Vorbis

Vicente Gonzlez Ruiz

September 27, 2014

1 Introduction
1.1 What is Vorbis?
1.2 What is Ogg Vorbis?
1.3 Why Vorbis born?
1.4 How Vorbis is used?
1.5 Who uses Vorbis?
1.6 Licensing
2 How Vorbis works?
2.1 The Vorbis encoder
2.2 Overlaped processing
2.3 Windowing
2.4 MDCT (Modified Discrete Cosine Transform)
2.5 SAM (pSycho Acoustic Model) [3]
  2.5.1 ATH (Absolute Threshold of Hearing) model [4]
  2.5.2 Frequency resolution and simultaneous masking
  2.5.3 Temporal masking
2.6 Quantization
2.7 Floor and residue encoding
2.8 Vorbis’s VQ (Vector Quantization)
2.9 Huffman coding
2.10 Packet “peeling”
2.11 Channel coupling
3 Ogg
3.1 What is Ogg?
3.2 The Ogg format

Part 1
Introduction

1.1 What is Vorbis?

Vorbis [1, 2] is a lossy perceptual (psycho acoustic) digital audio compressor.
The encoder inputs PCM (digital) audio and outputs Ogg data.

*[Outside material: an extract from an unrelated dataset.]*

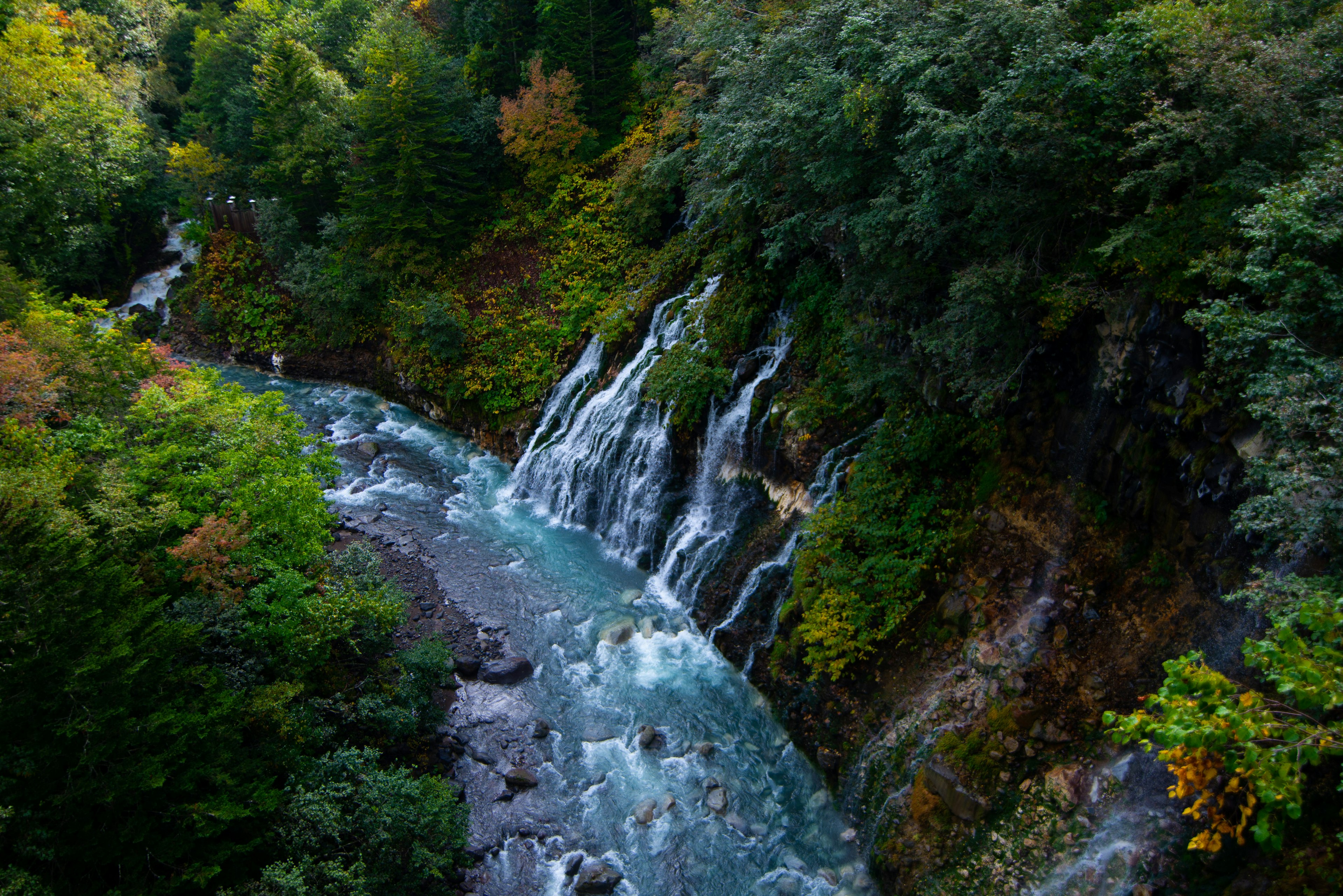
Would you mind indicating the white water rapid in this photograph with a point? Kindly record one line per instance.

PCM +---------+ Ogg +---------+ PCM
----->| Encoder |------->| Decoder |----->
audio +---------+ stream +---------+ audio’

audio != audio’

1.2 What is Ogg Vorbis?

Ogg Vorbis is a:
- fully open, non-proprietary, patent-and-royalty-free,
- general-purpose compressed audio format
- for mid to high quality (8 kHz - 48.0 kHz, 16 bit, polyphonic) audio (human voice, e.g.) and music
- at fixed and variable bitrates from 30 to 500 kbps/channel.

1.3 Why Vorbis born?

In September 1998 the Fraunhofer Society sends a letter of infringement to several small commercial and open source MPEG audio layer 3 development projects, announcing plans to charge licensing fees for the MP3 audio format. .
In that moment and for that reason (among others), a company named Xiphophorus and founded by Chris Montgomery, starts to develop the open-source Vorbis and Ogg projects.

1.4 How Vorbis is used?

Unfortunately, the technical information about how Vorbis works is quite obscure. However, there is a set of libraries and tools libogg/libvorbis/vorbis-tools that do the hard work for the programmers. The Xiph.org foundation maintains these source/binary codes.
Several independent open-source encoders and players are also available.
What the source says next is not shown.